Die über dreistündige Inszenierung, unterbrochen durch zwei Pausen, bildet ein Delirium der Unbehaglichkeit, eines Höllentanzes auf kleinstem Raum: keine Hoffnung, nirgends. Die beiden ersten Teile gehören den Schauspielerinnen Alexandra Lowygina als eine Helena, die von den hellsichtigen Trugbildern im Opiumrausch nahezu aufgezehrt wird; und Magdalena Helmig, die als Philoktet die sie umgarnenden Männer kühn in die Schranken verweist, selbst wenn sie dafür am Kreuz büßen müsste (hier symbolisiert durch ein Surfbrett). Die Männer in den ersten beiden Trilogie-Teilen können solche weiblichen Zentralgestirne nur als Zuarbeiter umkreisen; und seien sie auch so talentiert wie Oliver Möller vom Ensemble des Bochumer Schauspielhauses.

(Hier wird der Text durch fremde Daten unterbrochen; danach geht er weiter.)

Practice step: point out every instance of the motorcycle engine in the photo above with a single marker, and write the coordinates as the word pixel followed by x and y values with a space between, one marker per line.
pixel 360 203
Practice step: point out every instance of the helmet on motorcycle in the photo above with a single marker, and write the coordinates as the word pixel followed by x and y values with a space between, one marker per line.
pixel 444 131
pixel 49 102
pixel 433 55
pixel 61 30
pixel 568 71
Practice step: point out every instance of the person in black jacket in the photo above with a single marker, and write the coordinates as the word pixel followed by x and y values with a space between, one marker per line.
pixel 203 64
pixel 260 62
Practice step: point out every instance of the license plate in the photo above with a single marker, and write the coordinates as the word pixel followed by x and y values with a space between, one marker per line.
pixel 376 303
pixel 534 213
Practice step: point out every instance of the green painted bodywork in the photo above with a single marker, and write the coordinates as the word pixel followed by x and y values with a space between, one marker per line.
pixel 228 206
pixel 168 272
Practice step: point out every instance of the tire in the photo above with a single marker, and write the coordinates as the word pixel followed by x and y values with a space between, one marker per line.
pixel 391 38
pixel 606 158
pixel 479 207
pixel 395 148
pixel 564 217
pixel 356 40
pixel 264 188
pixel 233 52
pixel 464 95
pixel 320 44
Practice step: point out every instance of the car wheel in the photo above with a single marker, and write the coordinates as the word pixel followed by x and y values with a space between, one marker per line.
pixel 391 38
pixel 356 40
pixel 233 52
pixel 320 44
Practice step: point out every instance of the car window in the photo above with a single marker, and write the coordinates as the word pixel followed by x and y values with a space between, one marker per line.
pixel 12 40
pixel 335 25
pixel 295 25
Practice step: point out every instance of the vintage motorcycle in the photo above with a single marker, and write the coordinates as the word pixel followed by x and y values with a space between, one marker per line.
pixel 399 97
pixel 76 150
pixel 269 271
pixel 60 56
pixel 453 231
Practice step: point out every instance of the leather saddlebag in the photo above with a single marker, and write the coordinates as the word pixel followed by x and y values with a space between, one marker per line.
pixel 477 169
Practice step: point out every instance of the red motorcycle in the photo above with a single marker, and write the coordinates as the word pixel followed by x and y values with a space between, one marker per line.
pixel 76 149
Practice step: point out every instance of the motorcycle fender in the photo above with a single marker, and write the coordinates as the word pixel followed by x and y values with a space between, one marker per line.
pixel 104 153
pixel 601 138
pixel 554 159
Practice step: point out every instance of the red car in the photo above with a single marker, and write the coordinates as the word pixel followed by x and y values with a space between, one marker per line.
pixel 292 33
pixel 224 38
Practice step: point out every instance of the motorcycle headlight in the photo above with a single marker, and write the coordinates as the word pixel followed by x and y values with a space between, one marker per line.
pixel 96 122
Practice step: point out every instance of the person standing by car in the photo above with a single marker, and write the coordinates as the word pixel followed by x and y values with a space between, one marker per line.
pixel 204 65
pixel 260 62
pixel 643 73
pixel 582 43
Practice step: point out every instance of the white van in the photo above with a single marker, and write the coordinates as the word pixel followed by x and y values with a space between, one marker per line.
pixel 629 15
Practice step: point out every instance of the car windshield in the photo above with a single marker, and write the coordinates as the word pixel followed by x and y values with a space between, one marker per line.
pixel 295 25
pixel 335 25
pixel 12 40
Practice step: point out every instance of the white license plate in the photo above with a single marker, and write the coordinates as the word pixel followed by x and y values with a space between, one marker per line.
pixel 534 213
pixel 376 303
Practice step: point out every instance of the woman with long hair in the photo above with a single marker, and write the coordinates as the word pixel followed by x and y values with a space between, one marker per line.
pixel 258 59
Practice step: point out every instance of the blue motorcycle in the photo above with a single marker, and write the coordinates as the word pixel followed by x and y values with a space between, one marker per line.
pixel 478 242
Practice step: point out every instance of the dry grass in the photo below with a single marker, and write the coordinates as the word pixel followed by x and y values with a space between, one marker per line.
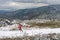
pixel 51 24
pixel 37 37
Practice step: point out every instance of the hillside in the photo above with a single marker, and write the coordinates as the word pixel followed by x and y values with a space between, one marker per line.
pixel 45 12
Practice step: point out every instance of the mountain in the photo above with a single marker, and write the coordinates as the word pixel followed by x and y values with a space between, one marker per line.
pixel 45 12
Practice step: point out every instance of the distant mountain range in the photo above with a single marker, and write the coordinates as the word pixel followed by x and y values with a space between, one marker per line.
pixel 45 12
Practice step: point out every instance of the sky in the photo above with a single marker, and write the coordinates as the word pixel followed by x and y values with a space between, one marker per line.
pixel 22 4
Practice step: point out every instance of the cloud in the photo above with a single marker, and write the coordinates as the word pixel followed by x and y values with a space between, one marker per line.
pixel 21 4
pixel 18 5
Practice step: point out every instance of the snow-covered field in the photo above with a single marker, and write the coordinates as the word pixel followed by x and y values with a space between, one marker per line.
pixel 28 32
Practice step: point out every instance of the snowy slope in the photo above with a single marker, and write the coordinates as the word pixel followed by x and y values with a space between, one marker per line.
pixel 28 32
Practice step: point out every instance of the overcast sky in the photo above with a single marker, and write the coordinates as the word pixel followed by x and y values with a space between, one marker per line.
pixel 21 4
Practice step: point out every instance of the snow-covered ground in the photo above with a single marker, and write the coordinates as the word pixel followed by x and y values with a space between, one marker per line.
pixel 28 32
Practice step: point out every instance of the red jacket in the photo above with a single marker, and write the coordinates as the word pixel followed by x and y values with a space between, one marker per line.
pixel 20 27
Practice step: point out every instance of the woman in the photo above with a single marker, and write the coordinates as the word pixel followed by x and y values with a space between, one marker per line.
pixel 20 27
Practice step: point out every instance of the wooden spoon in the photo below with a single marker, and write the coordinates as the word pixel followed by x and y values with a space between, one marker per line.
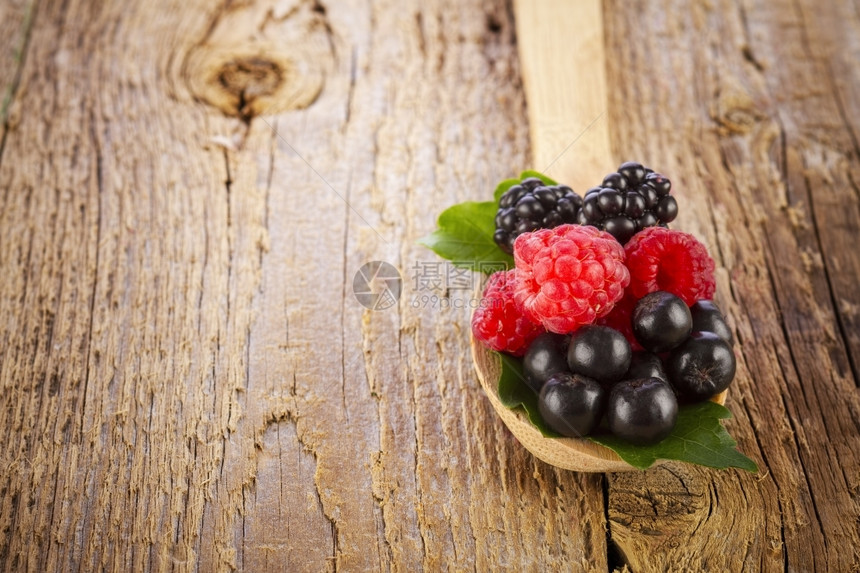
pixel 562 61
pixel 568 453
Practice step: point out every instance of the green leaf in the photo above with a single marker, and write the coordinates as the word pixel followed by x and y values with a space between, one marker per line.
pixel 698 438
pixel 515 393
pixel 465 237
pixel 531 173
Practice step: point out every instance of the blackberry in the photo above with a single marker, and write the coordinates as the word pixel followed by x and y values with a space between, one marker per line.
pixel 531 205
pixel 629 200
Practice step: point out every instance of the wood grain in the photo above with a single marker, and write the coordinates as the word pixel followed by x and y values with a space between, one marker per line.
pixel 564 77
pixel 187 189
pixel 743 102
pixel 188 382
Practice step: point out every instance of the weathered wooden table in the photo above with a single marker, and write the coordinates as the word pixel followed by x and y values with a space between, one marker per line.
pixel 188 187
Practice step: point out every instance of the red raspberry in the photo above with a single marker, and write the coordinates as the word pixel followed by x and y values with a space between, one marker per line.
pixel 672 261
pixel 499 322
pixel 621 319
pixel 568 276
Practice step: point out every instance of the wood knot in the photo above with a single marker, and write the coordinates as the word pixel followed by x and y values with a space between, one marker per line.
pixel 246 82
pixel 250 77
pixel 257 60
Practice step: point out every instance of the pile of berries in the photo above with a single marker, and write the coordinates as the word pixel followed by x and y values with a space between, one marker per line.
pixel 533 205
pixel 614 320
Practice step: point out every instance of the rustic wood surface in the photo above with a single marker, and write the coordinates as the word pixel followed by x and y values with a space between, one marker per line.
pixel 187 189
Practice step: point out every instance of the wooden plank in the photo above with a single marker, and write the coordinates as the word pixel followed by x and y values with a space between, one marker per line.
pixel 742 104
pixel 188 382
pixel 15 20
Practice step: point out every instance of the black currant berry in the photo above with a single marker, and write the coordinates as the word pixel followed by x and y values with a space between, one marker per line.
pixel 661 321
pixel 599 352
pixel 571 404
pixel 645 365
pixel 708 318
pixel 546 356
pixel 701 367
pixel 642 411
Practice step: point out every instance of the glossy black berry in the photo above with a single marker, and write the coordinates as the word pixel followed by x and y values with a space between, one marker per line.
pixel 642 411
pixel 545 357
pixel 571 404
pixel 702 366
pixel 661 321
pixel 599 352
pixel 532 205
pixel 645 364
pixel 708 318
pixel 628 201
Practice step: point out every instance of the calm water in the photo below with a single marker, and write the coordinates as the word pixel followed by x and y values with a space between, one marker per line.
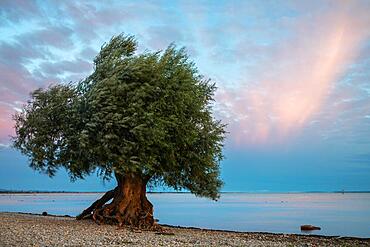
pixel 337 214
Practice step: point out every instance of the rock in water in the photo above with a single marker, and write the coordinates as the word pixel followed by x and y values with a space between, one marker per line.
pixel 309 228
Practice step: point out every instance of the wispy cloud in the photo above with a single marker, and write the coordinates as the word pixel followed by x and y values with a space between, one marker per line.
pixel 282 68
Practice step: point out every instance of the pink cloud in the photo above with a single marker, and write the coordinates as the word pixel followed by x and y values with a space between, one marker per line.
pixel 292 85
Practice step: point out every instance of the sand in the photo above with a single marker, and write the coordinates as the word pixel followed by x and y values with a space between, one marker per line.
pixel 18 229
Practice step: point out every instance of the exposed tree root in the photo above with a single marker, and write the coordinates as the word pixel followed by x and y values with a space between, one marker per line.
pixel 87 213
pixel 129 207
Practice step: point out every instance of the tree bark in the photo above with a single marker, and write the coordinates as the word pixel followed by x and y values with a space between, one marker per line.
pixel 87 213
pixel 129 206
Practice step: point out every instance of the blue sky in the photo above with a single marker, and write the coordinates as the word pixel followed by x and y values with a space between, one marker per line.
pixel 293 81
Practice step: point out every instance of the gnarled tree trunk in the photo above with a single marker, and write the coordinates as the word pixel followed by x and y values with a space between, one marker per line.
pixel 129 206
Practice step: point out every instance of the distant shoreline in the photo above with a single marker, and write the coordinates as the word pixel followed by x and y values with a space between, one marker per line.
pixel 180 192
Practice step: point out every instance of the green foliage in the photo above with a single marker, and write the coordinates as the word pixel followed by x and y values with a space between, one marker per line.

„Nur diese Flasche Ouzo noch“

Das dritte Stück gehört Arne Nobel allein. Er ist Odysseus, zurück gekehrt nach Ithaka, ein ausgepumpter Krieger, lebens- und sterbensmüde, der aufbrausend, dann wieder mit beinahe hauchender Stimme den zermürbenden Kampf um Troja Revue passieren lässt: „Nur diese Flasche Ouzo noch.“ Arne Nobel, mit rauchiger Stimme und beinahe wie abwesend wirkend, zeichnet eine ungemeine Bühnenpräzenz aus, von der man den Blick nicht lassen kann, und die vergessen lässt, dass allzu feinsinnige Modulationen Nobels Sache nicht sind.

Regievorbilder von Arne Nobel und Hans Dreher sind sicherlich Größen wie Jürgen Kruse oder Frank Castorf, keine schlechte Wahl indessen. Manches Wühlen im weißen Staub oder Wasserplantschen in dieser für eine freie Theatergruppe höchst erstaunlichen Trilogie befördert sicherlich nicht unbedingt die Magie des Augenblicks; doch der Kern der Regie entlässt den Zuschauer in Nachdenklichkeit gefangen und auf eine seltsame Weise erfreut nach draußen in die beinahe mitternächtliche Stunde. Es ist jene Euphorie, die aufkeimt, wenn ein Theaterabend auch mit einer beglückenden Entdeckung verbunden war..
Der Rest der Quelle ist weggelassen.